Growing up, calamansi was my favorite little fruit. My mom used in so many Pinoy dishes — in our house, there was always a bit of calamansi steeped in some soy sauce, or sprinkled over garlic rice. The fruit was so sweet, the pith so tart and slightly bitter. When we didn’t buy it from the Filipino grocery store, my mom would just pluck some kumquat from our backyard tree — deceptively similar but different. It didn’t matter; I loved how either would explode with electricity upon biting into them. The kumquat tree didn’t fruit year-round, but eventually it would and I’d happily grab the little fork-caged fruit picker and collect some of the thumb-sized, oblong fruits. We even had tangerines, and a lemon tree, which only ever produced one sad lemon in the entire decade we lived in that house.

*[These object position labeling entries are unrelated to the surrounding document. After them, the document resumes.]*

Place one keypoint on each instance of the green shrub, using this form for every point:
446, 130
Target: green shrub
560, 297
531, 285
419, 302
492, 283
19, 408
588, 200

Scent is a time machine. Every time I smell a kumquat or a calamansi, a part of me returns to that bitter little house on Pepperwood, where I played with my brothers outside and talked to clouds, running under the citrus trees and squishing fallen suns beneath my feet. During grayer times — El Nino weather, getting grounded, puberty — I was confined to the dull little rooms, separated from my beloved tree, the outdoors, the sky. There, I wrote plaintive little stories about being a lonely little boy who liked other boys, or others about a lonely little boy who wanted to be loved by his dad on the other side of the wall. Zest and pith — they are inextricably linked in my mind.
But mostly, I remember the zest. I especially loved squeezing the little hearts of fruits between one finger at a time, my sharp, feral fingernails capturing a bit of sunshine under the claws. Later, I would sniff my hands to relieve myself of sadness. When it was citrus season — the only discernible season in Orange County — our kitchen housed sunshine, but that only meant the shadows elsewhere were cast in sharper relief.
I haven’t lived in California for 15 years, and I still think about those citrust trees, especially when New York’s grey, dishwater days of winter creep in. Luckily, I now have a slowly growing sweet little thing of a calamansi tree inching skyward in my bedroom; I’ve named her Clementine. The morning light is hers, and I can’t wait to taste it.